»Ihr braucht nicht zum Kämpfen kommen, (...) Spenden sind nicht nötig, und wir wollen auch keine Waffen. Ihr müsst nur für uns tanzen. Unseren traditionellen Tanz, den Svaboda Samoverzjenja«, sagt Anna in einem der Videos, die sie aus ihrem Dorf mitten im Krieg an ihre digitale Fangemeinde schickt. Die Videos sind ein Hype. Viele tanzten auch tatsächlich diesen
rituellen Tanz, der die zu früh Verstorbenen aus dem Dazwischen zurück ins Leben holen kann, den Tanz gegen das Böse.

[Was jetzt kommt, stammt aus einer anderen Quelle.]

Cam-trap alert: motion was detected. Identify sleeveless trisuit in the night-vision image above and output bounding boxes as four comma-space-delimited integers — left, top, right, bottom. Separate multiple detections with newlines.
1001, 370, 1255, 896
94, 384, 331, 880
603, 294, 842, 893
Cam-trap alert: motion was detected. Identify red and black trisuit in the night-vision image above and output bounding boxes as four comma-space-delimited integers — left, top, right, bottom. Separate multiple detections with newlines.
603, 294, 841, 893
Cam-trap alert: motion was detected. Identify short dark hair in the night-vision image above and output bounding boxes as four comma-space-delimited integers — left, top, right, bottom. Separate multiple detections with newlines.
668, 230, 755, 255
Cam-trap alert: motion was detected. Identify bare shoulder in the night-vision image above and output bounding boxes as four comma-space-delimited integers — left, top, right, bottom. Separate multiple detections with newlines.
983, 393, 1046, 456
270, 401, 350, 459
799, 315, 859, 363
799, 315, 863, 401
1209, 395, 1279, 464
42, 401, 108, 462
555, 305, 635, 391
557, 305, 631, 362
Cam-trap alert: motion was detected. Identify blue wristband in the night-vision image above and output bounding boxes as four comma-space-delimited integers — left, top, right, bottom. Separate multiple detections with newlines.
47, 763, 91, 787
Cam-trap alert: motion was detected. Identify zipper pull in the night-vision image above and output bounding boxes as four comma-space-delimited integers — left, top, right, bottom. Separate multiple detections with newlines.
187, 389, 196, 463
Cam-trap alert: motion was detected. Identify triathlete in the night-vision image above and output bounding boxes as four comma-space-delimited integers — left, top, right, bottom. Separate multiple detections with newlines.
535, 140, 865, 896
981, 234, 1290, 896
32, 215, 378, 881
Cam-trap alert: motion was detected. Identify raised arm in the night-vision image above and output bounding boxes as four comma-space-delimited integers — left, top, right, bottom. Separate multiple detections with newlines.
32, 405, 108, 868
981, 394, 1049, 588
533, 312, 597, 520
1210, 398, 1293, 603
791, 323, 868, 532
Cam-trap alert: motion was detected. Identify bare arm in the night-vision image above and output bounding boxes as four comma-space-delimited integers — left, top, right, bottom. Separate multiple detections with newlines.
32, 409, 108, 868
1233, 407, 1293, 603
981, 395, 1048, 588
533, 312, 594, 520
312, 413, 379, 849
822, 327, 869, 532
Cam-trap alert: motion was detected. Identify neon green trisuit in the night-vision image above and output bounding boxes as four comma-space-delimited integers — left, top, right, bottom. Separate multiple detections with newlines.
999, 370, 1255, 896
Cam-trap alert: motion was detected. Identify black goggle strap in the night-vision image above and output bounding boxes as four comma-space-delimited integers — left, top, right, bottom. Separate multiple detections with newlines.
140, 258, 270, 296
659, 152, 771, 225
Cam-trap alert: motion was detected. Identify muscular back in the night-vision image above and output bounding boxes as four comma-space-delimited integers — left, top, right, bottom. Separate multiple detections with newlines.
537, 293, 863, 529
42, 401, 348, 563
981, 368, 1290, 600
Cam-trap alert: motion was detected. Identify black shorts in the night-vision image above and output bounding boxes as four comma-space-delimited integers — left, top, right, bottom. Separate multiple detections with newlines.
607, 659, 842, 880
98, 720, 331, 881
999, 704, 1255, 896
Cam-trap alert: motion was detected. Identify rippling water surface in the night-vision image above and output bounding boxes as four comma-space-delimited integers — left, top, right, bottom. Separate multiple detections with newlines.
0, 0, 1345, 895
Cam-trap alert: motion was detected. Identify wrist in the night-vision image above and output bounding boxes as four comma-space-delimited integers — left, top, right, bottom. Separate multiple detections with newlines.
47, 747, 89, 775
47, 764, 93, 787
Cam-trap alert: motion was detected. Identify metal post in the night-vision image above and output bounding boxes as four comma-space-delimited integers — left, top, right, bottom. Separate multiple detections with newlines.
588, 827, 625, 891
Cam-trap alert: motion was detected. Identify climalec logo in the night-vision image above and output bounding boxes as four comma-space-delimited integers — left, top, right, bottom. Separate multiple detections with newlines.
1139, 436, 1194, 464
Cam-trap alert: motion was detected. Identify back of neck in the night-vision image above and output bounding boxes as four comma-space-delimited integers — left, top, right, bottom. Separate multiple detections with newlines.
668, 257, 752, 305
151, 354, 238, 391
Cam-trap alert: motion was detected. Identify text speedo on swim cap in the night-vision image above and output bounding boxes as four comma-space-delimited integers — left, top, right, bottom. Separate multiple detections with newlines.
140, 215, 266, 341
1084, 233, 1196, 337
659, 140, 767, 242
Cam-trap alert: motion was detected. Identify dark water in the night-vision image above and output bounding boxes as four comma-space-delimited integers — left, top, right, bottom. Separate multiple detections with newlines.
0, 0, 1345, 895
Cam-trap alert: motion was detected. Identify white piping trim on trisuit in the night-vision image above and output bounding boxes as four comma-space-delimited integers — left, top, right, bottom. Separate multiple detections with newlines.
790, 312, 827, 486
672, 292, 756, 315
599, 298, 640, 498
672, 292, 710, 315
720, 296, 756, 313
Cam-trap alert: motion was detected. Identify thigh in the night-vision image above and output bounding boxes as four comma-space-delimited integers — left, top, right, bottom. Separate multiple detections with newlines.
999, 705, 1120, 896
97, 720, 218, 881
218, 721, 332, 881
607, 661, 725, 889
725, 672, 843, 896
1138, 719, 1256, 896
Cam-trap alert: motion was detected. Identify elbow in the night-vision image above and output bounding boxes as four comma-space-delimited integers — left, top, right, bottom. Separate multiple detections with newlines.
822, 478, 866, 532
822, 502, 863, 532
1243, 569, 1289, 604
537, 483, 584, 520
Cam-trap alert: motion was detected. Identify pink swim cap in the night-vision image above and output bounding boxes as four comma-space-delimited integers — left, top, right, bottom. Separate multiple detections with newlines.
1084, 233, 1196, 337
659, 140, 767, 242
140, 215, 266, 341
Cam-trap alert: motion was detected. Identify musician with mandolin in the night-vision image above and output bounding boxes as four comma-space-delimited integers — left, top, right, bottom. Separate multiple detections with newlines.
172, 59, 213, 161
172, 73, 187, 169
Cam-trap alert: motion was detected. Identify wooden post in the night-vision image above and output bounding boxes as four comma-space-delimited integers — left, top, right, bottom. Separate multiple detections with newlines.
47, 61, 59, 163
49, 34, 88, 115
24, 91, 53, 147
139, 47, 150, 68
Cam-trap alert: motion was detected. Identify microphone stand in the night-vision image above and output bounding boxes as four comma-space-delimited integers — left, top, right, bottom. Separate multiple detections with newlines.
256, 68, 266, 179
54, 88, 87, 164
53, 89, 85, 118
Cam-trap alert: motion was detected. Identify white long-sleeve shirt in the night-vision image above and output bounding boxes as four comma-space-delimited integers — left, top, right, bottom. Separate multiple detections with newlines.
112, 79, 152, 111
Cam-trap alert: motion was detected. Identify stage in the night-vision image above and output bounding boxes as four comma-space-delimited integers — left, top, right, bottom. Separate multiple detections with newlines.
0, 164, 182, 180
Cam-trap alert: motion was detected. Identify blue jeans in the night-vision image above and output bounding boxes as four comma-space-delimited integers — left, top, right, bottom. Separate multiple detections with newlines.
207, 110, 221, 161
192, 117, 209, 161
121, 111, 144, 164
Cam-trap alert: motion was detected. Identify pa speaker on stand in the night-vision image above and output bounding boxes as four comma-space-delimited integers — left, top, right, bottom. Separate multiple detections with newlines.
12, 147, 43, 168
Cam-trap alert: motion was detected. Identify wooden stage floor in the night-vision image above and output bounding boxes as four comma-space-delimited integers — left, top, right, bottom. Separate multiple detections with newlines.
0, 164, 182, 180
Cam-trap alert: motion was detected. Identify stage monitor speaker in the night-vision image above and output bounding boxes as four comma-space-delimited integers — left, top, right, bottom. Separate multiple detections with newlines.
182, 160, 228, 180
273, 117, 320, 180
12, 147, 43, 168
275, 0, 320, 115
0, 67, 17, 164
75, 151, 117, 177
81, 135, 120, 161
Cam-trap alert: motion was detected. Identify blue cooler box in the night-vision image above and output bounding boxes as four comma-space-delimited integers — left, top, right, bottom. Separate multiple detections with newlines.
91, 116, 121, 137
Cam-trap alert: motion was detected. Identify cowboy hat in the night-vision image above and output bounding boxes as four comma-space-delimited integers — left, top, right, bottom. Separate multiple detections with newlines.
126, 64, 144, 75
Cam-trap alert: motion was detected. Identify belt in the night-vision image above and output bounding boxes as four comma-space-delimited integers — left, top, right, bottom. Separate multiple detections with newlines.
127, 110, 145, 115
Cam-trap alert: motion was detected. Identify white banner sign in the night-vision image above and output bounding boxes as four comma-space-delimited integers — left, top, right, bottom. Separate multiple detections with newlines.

Auch in ihrem zweiten Roman, dessen Titel das Computerspiel »Dance, dance, Revolution« zitiert, vermischt Lisa Weeda Fantastisches mit Realem, wühlt im Mythologischen und erzählt mit Wucht von Grauen und Gleichgültigkeit. Der Krieg in Besulia, einem kleinen, wenig bekannten Land, ist seit zweieinhalb Jahren vorbei, doch immer noch tauchen plötzlich Leichen
der Kriegsopfer mitten in der heilen Welt auf, in Badezimmern, Betten, Büros der Start-ups, in Ateliers. Manche Menschen schaffen es, sie durch das Tanzen zum Leben zu erwecken. Doch die meisten werden vom Body-drop-off-Service abgeholt. Hier arbeitet auch Toni, deren Geschichte den Roman rahmt.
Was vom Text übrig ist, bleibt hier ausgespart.